19.06.2014, 10:55 Uhr

Da ist wohl beim Update der NSA-Spyware was schiefgelaufen..

Account gelöscht!

19.06.2014, 12:16 Uhr

Für sehr viele Menschen ist facebook zum Lebensinhalt geworden.

Ganz oben auf der Wunschliste vieler Kinder (gleich ob Minder- oder Volljährig), steht das Smartphone.

Erinnern Sie sich an Jamba?

Reich geworden mit der Verarmung und Dummheit vieler Jugendlicher.

Auch eine derzeit grassierende Unart in Deutschland: Graffiti.

Wobei es sich jedoch nicht um gute Streetart handelt, sondern nur um hirnlose Kritzeleien, die manche deutsche Stadtteile an Armenviertel in Südamerika erinnern lassen.

Machtlos sei man dagegen, heißt es dann.

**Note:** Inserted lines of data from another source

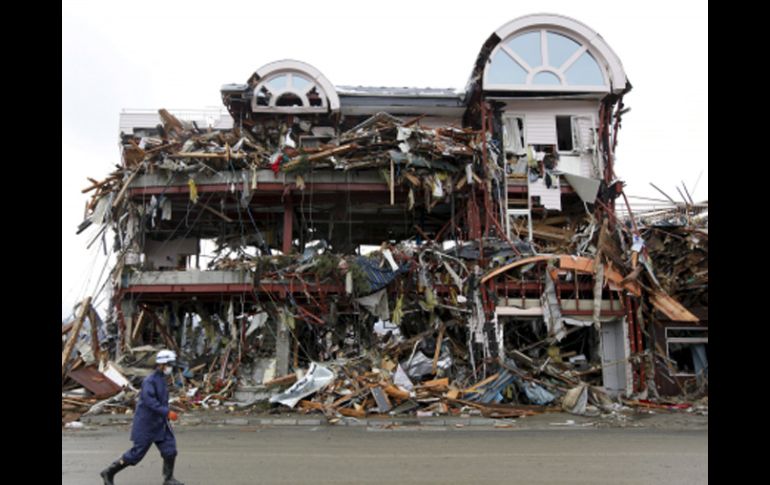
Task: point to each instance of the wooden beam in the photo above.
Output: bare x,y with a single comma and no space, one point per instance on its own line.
84,307
438,348
516,264
215,212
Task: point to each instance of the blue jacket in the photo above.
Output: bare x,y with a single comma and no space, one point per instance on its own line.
151,418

Und Geld sei ohnehin keines da.

Ich nenne das Versagertum und Unfähigkeit. Kapitulation, noch bevor man überhaupt den Kampf aufgenommen hat.

Mitschuldig ist der Gesetzgeber. Die sozial-liberale Politik. Die Justiz, die bemüht ist, Tätern möglichst keinen Schaden zuzufügen.

Die Polizei ermittelt und die Gerichte lassen laufen.

Justizalltag im Jahre 2014 in Deutschland. Deutschland verarmt und verkommt. Und noch immer schlafen viele Deutsche.

Deutschland beschneidet sich selbst. Jeden Tag, immer mehr.
Erstrebenswert nur noch für Menschen aus verarmten Ostblockstaaten, ohne Bildung und Ausbildung.

Wichtige Zuwanderung nennt das System es dann. Leute, die dereinst unser Land wettbewerbsfähig halten sollen und dafür Sorge tragen, dass die Deutschen nicht aussterben.

Deutschlands Ruf ist verblasst. Er zehrt von der Vergangenheit.